東工大と医科歯科大、NECが生成AI人材育成で連携

東京工業大学と東京医科歯科大学は、両大学の学生を対象とした生成AIを活用したアプリケーション作成コンテストを開催した。このコンテストには、東京医科歯科大学とNECが協力した。学生が生成AIに触れ、体験的に学ぶことで、AIスキルの重要性を理解すると共に、その習得に向けた機会とすることが目的だ。

NECは、独自開発した高速・高性能な大規模言語モデル「cotomi」の提供、および参加者に対する生成AIを実践的に活用するための教育を実施した。現在、生成AIをはじめとするAI技術の進展は極めて急速であり、多くの産業分野でその応用が進んでいる。AIの適応領域の広さから、あらゆる分野において高度なAIスキルを持つ人材へのニーズが高まっており、高度AI人材の育成が急務となっている。

コンテストは2024年8月8日から9月11日まで開催され、東工大・医科歯科大の学生約40名が参加した。参加者は自身の視点での困りごとを解決するアプリケーションを、NECが開発したLLMを活用して開発した。技術的観点だけでなく、誰にどのような価値をもたらすアプリケーションなのかを総合的に評価することで、社会に役立つAIを開発する人材の育成に貢献することを目指した。

最優秀賞に選ばれたのは、日記アプリ「Ciary」だ。
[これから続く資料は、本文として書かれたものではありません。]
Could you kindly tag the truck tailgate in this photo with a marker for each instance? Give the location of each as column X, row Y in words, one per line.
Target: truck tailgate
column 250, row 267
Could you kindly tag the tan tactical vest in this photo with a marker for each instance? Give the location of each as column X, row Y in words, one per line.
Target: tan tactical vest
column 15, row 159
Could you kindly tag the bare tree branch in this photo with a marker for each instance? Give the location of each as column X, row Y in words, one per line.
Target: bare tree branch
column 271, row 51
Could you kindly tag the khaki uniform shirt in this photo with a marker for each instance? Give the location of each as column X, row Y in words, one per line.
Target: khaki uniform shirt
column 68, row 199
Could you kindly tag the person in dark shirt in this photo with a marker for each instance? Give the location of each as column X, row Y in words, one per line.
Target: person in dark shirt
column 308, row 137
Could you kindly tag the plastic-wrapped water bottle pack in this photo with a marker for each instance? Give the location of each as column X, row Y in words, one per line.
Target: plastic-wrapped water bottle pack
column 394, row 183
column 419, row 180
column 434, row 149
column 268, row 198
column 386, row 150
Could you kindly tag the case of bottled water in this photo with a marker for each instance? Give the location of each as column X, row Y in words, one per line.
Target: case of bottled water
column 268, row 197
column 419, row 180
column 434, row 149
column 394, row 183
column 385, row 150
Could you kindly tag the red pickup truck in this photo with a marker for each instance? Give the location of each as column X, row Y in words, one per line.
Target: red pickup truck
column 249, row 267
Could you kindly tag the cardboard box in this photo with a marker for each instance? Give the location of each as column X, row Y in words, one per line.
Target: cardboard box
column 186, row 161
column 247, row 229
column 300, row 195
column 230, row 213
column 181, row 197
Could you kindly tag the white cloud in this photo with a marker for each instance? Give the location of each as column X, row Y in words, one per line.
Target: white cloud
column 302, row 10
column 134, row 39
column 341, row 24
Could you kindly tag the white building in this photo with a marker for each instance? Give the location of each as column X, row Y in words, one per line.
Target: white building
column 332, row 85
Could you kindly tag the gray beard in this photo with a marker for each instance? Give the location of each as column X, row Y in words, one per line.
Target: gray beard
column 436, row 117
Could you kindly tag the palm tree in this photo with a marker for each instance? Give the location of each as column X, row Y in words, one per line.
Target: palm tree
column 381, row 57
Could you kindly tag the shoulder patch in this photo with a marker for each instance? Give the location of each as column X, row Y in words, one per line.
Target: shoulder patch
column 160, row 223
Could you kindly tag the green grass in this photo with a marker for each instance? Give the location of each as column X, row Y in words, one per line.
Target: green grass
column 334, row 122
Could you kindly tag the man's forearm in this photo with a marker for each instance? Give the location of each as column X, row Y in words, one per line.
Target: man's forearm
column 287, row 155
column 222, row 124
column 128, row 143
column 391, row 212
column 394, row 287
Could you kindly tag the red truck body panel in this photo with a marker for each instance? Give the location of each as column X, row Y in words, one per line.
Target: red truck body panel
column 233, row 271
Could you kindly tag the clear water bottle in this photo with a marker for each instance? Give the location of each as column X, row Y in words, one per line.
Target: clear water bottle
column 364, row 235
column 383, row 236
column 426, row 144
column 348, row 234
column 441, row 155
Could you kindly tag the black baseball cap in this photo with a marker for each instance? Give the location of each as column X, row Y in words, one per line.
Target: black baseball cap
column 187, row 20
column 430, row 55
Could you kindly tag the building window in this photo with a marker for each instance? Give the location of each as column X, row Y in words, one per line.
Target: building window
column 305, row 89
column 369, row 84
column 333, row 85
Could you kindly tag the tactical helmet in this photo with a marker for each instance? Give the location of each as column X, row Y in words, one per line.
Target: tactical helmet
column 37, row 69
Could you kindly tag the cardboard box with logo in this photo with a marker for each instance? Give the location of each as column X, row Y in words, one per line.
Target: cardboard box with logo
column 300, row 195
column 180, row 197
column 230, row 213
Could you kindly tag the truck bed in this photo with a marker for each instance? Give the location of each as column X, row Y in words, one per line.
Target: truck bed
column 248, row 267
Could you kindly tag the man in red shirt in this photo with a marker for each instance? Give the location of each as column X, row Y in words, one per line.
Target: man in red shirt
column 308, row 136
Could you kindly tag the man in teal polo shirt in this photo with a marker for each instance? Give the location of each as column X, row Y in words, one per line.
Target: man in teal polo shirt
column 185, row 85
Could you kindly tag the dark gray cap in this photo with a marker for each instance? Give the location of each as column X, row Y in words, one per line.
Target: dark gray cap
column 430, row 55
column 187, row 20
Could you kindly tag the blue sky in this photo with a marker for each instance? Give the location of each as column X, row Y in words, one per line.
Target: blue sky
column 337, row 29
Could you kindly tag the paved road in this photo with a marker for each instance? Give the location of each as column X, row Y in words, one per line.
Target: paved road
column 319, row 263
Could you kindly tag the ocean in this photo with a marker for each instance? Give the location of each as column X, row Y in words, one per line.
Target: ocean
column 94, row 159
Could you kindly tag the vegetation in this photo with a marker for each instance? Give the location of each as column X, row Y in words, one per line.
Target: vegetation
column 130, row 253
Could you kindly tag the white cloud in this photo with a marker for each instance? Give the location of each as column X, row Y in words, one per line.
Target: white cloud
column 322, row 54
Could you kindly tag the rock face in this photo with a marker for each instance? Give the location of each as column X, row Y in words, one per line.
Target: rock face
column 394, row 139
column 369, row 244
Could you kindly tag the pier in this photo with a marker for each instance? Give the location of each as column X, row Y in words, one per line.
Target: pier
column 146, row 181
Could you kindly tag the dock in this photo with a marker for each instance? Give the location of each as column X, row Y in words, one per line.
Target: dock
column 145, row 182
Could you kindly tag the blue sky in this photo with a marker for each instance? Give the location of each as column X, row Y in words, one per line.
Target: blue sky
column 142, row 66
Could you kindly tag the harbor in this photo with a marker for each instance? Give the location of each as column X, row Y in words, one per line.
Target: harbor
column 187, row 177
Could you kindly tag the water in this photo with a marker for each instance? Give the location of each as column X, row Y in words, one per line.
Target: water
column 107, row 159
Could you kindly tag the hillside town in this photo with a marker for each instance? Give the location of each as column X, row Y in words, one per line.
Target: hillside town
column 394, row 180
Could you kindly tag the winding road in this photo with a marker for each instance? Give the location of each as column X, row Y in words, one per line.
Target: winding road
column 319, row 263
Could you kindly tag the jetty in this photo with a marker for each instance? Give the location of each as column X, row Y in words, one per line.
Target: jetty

Ciaryは日記を分析することで、ユーザーの活動を記録し、医学的症状を特定する機能を提供する。チャット機能により、ユーザーと対話しながら重要な情報を取得できる。優秀賞には、従来患者が紙に記載していた頭痛ダイアリーをアプリ化した「デジタル頭痛ダイアリー with cotomi」が選ばれた。cotomiとの対話を通じて頭痛の誘発要因を特定し、患者にあった対応を提案できる可能性がある。

NECは、様々な社会課題に対して、大学をはじめとするアカデミアと連携したオープンイノベーションを推進しており、今後もAI分野における研究・開発に留まらず、その活用人材の育成に注力し、社会全体・AI市場の活性化に貢献していく方針だ。